Performance Assessment Seminar

Review and recap

On 07/11/25, SHAREing hosted an online seminar dedicated to performance assessments. The aim of this event was to bring together members of the community to present and discuss methods or experiences of producing performance assessments for research software. The speakers consisted of:

Thomas Flynn - Research Software Engineer at Durham University
Marta Garcia Gasulla - Established Researcher at Barcelona Supercomputing Centre
Martyn Guest - Director of Advanced Research Computing at Cardiff University
Simon Burbidge - Research Software Engineer Team Lead for DiRAC High Performance Computing Facility

Here we give a brief summary of the talks, and the take away messages from the discussions.

Thomas’ talk

The first talk focused on work undertaken at Durham University, supported by the HAI-End and SHAREing projects, looking at the design of a performance analysis methodology which breaks the analysis into three main categories:

Preparation
High-level analysis
Lower-level analysis

The preparation step consists of setup stages such as configuration of the benchmark, environment, compiler optimisation, and switching off I/O and pre-existing optimisation, such that the experiments are as reproducible and performant as possible before the analysis begins.

The high-level analysis then seeks to break software performance into 5 main topics:

Core
Intra-node
Inter-node
GPU
I/O with overall performance for each topic represented by a single metric. For more details of this, please see the draft performance analysis workbook here hosted on the SHAREing website.

The lower-level analysis was briefly mentioned, though it is in a very early stage of development. The aim, however, of this component of the analysis is to have binary decision trees for each of the performance topics. The aim of these binary decision trees is to systematically investigate potential performance issues by asking questions of particular performance characteristics as we work down the tree. For each node of the tree the methodology will suggest relevant performance tools for answering each performance question.

This work is early in its development, and legitimate questions were raised about how could this assessment methodology be used to compare different hardware platforms, as this work seeks to do. More information on this work will be updated in time on the SHAREing website.

Marta’s talk

The second talk presented the main features of the POP methodology used by the POP performance assessment service. POP does not only offer this performance assessment service, it is a consortium of performance tool developers, and crucially the assessment service feeds back into the development of the tools and methodology which then feeds back into the assessment service, and so on.

Once a customer has filled out the application form and has supplied relevant information, the first part of the service is in discussing which machine the assessment will be run on, in order to generate the program traces.

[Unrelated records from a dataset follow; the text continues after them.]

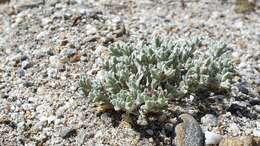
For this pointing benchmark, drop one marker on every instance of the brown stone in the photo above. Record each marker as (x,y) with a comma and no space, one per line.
(237,141)
(189,132)
(4,1)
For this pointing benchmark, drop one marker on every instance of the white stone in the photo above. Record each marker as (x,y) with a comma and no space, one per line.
(212,138)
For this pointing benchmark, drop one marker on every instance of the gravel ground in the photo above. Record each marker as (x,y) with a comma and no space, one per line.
(46,46)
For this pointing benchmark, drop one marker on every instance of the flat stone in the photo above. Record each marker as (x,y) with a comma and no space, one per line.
(210,120)
(237,141)
(189,132)
(212,138)
(68,132)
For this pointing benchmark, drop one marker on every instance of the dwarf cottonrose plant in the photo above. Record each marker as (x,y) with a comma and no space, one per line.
(141,78)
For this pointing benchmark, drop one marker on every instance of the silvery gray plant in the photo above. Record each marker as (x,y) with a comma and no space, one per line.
(141,78)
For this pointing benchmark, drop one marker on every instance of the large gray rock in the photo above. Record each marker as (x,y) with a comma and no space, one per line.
(189,132)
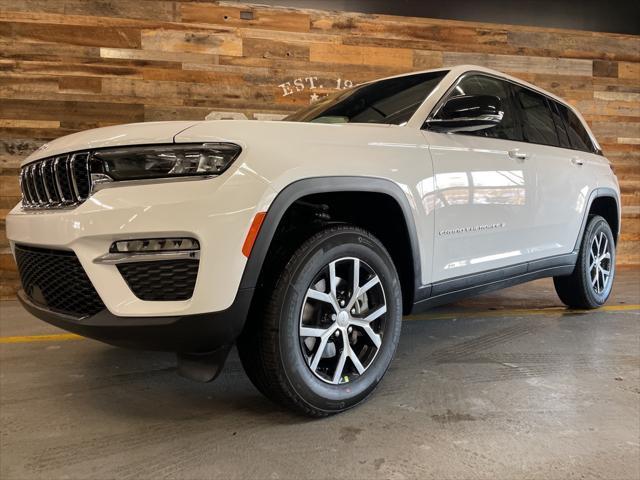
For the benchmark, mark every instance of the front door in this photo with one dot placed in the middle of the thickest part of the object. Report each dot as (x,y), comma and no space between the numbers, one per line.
(485,190)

Crucially the traces must be run on a system that is relevant to the machine that the user/developer is typically using. There are two scenarios: one in which the customer runs the traces and so the POP analyst supports the customer in using the tracing tools; or, alternatively, the POP analyst collects the traces and so the customer will be responsible for helping the POP analyst gain access to the relevant machine. Following the preliminary work of deciding on the machine and the example job configurations to be analysed, the structured performance methodology is employed.

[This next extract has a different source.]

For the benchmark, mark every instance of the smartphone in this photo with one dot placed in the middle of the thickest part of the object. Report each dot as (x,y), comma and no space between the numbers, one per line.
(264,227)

POP performance methodology

The structure of the current POP methodology is briefly summarised as follows:

Obtain traces with setup selected by customer - this includes documenting the necessary steps to build the benchmarks (compilers, libraries, etc.), and also crucial information on the hardware
Identify Structure and Focus of Analysis (FoA) - the runtime is identified as having 3 phases: an initialisation phases, iteration phases and a finalisation phase. For multiple iterations, we can pick out a subset of these iterations if they are the same
Observe the scalability of FoA
Obtain the efficiency metrics - the efficiency metrics are often calculated as part of a scaling analysis to show how individual metrics scale. Very low metrics then guide the analysis to what to focus on next
Detailed analysis based on outcomes of the efficiency metrics - Following the metrics the analyst then digs into the feature which is highlighted as an issue. A detailed analysis is carried out for each low efficiency metric
Insight on bottlenecks and optimisation suggestions

With this methodology POP has been successful with performance analysis of large, scalable research software. POP is a well established performance assessment service, and has accumulated significant expertise in both performance tools and analysis methodologies, and SHAREing will certainly benefit by learning from POP’s experienced perspectives on performance analysis.

Martyn’s talk

The third talk discussed ‘assessing performance’, with Martyn presenting experiences on good benchmarking practices, popular benchmarks/tools, and approaches and lessons learned on using these benchmarks to compare variations within a system or comparisons of different systems, with the aim of being measurable and repeatable.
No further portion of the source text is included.